Experiment · 2026-05

We A/B tested 4 AEO fixes on 27 DTC stores. Here's what actually moved AI recommendation rate.

Stats lift recommendation rate +13.5pp. Combined fix lifts +20.9pp. Citations alone are actively negative. Raw data, methodology, and limitations from a controlled commerce-specific replication of the GEO paper.

Headline findings

→ Adding 10 specific numbers to a product description more than doubles AI recommendation rate (9.8% → 23.3%, n=27).
→ Combined optimization lifts recommendation rate by ~21 percentage points (9.8% → 30.7%) — best result across all four variants tested.
→ Citation FORMAT matters more than citation content. Same 3 citations in <cite> tags: +9.9pp recommend, +6.1pp identification. Same content as naked bracket URLs: confidence drops 12.6pp. Format inverts the lift.
→ Identification scores barely move with body rewrites. Body-text changes don't change what the product is — they change whether the AI is confident enough to recommend it.

Methodology

We took the 27 stores from our public benchmark, scraped each one, and generated four rewrites of the product description via a single LLM call with a strict variant schema:

V0 — Original. Untouched control.
V1 — +Statistics. Original + at least 10 specific numeric claims (dimensions, weight, %, durability, comparisons).
V2 — +Quotations. Original + at least 2 verbatim customer quotes in <blockquote> tags.
V3 — +Citations. Original + at least 3 outbound citation phrases with bracketed URLs.
V4 — All + diverse vocab. Combined V1+V2+V3 plus instruction to avoid repeating any single keyword more than 3 times.

Each variant was then fed to our identification simulator: GPT-5.4 mini, Claude Haiku 4.5, and Gemini 3.5 Flash each receive the scraped page data and answer four structured questions — what is this product, what's missing, would you recommend it, why. We aggregate three response-level signals across the three models per variant:

Identification score: % of models with confidence ≥ medium.
Recommendation rate: % of models that said "would recommend: yes".
High-confidence rate: % of models that returned high confidence.

27 stores × 5 variants × 3 models = 405 frontier-model calls, plus 27 rewrite calls. Total run cost <$2; wall-clock 11 minutes.

Results

Variant	n	Content %	Identification	Recommend	High-confidence
V0 — Original	27	37.2%	84.1%	9.8%	74.1%
V1 — +10 statistics	27	38%(+0.8)	82.9%(-1.2)	23.3%(+13.5)	68%(-6.1)
V2 — +2 quotations	27	38%(+0.8)	81.6%(-2.5)	13.6%(+3.8)	55.6%(-18.5)
V3 — +3 citations	27	38%(+0.8)	81.6%(-2.5)	4.9%(-4.9)	48.2%(-25.9)
V4 — All + diverse vocab	27	38%(+0.8)	86.5%(+2.4)	30.7%(+20.9)	68.1%(-6)

Reading the table: every cell except V0 shows the delta vs the unmodified baseline. Green = lift, red = drop.

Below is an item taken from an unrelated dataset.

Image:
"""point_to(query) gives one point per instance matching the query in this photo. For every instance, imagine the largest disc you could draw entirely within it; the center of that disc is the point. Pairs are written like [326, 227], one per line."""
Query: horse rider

The recommendation column is the most actionable: it captures whether an AI shopping assistant, given the page in context, would confidently recommend the product if a shopper asked.

Finding 1 — Statistics are the single highest-leverage fix

V1 (stats only) lifts recommendation rate from 9.8% to 23.3% — a 13.5 percentage point absolute increase, or a 2.4× multiplier on the baseline. Confidence drops slightly (-6.1pp) because the descriptions got longer and denser, but the model is more willing to recommend when faced with concrete numbers.

This matches the GEO paper's top-3 finding. What our experiment adds is a commerce-specific magnitude. If a merchant has time for exactly one change, "add 10+ specific numbers" produces measurable lift on its own.

Finding 2 — Citations alone are a foot-gun

V3 (citations only) was the surprise. The GEO paper showed citations have the largest positive effect on subjective impression score in general-text contexts. On commerce pages, inline URLs without supporting structure produced worse outcomes than the original: recommendation rate −4.9pp, high-confidence rate −25.9pp.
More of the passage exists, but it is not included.